26:30 - Un stop-là ? Pardon, mais un livre, ça aide à grandir.
26:34 Ça aide les enfants à apprendre.
26:37 On ne peut pas édulcorer un texte sous prétexte.
26:42 Non, je ne sais pas, les enfants ont besoin de réalité.
26:47 - Ce n'est pas au bon vouloir.
26:48 Quand vous supprimez de la comtesse de Ségur,
26:50 il y a une partie du baptême parce que,
26:52 ah là là, il y a le baptême et donc on ne peut pas l'étudier dans les écoles laïques.
26:55 On en arrive à quelque chose qui n'est pas normal.
26:58 Ce qui est grave, à mon sens, c'est que sous prétexte d'égalité pour tous,
27:02 on va en arriver à des gens qui, nous, on a eu la chance d'aller à l'université,
27:06 donc on a des enfants, donc on peut dire, tu vas lire plutôt celui-ci,
27:09 donc l'original, et donc on va avoir une véritable inégalité des chances
27:14 sous prétexte d'égalité, ça n'a pas de sens.

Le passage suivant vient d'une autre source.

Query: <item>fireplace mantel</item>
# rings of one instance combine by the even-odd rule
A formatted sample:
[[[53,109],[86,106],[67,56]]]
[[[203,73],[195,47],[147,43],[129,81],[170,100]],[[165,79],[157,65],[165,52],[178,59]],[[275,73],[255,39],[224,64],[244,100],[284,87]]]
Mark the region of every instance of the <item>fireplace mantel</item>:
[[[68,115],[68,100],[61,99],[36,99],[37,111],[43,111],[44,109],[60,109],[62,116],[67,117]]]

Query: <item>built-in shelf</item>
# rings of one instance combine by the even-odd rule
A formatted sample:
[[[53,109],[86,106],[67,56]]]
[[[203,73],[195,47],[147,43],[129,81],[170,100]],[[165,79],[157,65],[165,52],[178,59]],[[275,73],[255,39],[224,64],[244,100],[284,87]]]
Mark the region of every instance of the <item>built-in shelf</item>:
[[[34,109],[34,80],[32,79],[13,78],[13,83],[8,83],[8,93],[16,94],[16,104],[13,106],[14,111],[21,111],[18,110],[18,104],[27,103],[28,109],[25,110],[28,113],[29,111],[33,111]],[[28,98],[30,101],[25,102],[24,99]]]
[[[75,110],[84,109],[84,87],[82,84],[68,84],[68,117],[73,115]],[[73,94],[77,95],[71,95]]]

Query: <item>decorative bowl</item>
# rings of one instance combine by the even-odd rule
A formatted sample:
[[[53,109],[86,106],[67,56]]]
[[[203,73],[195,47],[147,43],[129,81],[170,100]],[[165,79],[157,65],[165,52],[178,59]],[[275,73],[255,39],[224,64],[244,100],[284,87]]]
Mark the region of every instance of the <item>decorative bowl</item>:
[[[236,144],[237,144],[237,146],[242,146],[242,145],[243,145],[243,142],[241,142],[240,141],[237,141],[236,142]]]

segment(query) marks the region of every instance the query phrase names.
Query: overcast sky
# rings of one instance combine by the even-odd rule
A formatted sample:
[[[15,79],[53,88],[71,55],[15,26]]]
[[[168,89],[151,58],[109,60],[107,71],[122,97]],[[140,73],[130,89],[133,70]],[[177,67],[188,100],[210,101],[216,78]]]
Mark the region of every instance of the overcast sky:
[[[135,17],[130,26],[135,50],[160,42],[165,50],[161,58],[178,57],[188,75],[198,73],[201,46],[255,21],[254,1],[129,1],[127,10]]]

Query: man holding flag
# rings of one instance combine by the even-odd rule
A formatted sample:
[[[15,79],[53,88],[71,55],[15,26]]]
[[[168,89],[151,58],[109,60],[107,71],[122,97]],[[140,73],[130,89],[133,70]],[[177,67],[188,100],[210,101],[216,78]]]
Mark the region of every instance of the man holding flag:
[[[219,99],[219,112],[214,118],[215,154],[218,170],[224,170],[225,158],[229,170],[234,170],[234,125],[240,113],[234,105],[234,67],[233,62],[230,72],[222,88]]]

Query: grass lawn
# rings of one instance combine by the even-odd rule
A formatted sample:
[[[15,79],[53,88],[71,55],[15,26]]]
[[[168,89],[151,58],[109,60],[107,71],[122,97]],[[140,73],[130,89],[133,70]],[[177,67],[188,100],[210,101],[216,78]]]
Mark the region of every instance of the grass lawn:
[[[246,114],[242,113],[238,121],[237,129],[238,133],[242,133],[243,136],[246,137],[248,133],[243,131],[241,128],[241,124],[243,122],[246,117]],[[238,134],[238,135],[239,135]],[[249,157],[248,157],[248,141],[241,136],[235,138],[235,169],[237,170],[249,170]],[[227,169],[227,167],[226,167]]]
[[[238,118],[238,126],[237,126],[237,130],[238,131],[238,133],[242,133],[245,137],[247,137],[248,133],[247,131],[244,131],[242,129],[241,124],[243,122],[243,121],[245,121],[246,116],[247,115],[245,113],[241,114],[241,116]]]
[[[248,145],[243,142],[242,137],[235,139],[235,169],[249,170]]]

27:16 - Alors, j'ai lu un autre texte, attendez, je vais le citer,
27:21 texte de Lormura, je ne sais pas si vous la connaissez,
27:23 qui est historienne, essayiste, professeur de littérature
27:26 à l'université de Californie à Los Angeles, et qui dit,
27:29 attention, on ne réécrit pas l'histoire, dit-on, c'est ce qu'elle a écrit,
27:34 or rien n'est plus faux, on passe son temps à réviser nos jugements,
27:38 à découvrir de nouveaux éléments, à fournir des interprétations inédites,
27:41 la cancel culture, à qui il est reproché de sortir les choses de leur contexte
27:45 et d'imposer un regard manichéen sur le passé,
27:48 braque le projecteur sur des aspects le plus souvent liés à l'histoire coloniale
27:52 dans le but de rééquilibrer un récit jugé mythique, partiel, incomplet,
27:56 pour mieux s'en émanciper. Elle défend.
27:59 - Moi je suis assez d'accord avec ce que dit Lormura,
28:01 je vais prendre l'exemple très fameux de Tintin au Congo.
28:03 - Oui, Tintin au Congo.
28:05 - Tout le monde se rappelle des images extrêmement racistes de Tintin au Congo.
28:08 Les Ayants-Droit, la maison d'édition, dans l'édition anglaise,
28:13 a proposé une introduction expliquant le contexte de l'époque.
28:17 Ce qui me semble une très bonne formule.
28:19 - Oui, c'est très bien, c'est sûr.
28:20 - Lecran, à l'époque j'en étais président, avait demandé exactement la même chose
28:24 dans la version française. La maison d'édition l'a refusée.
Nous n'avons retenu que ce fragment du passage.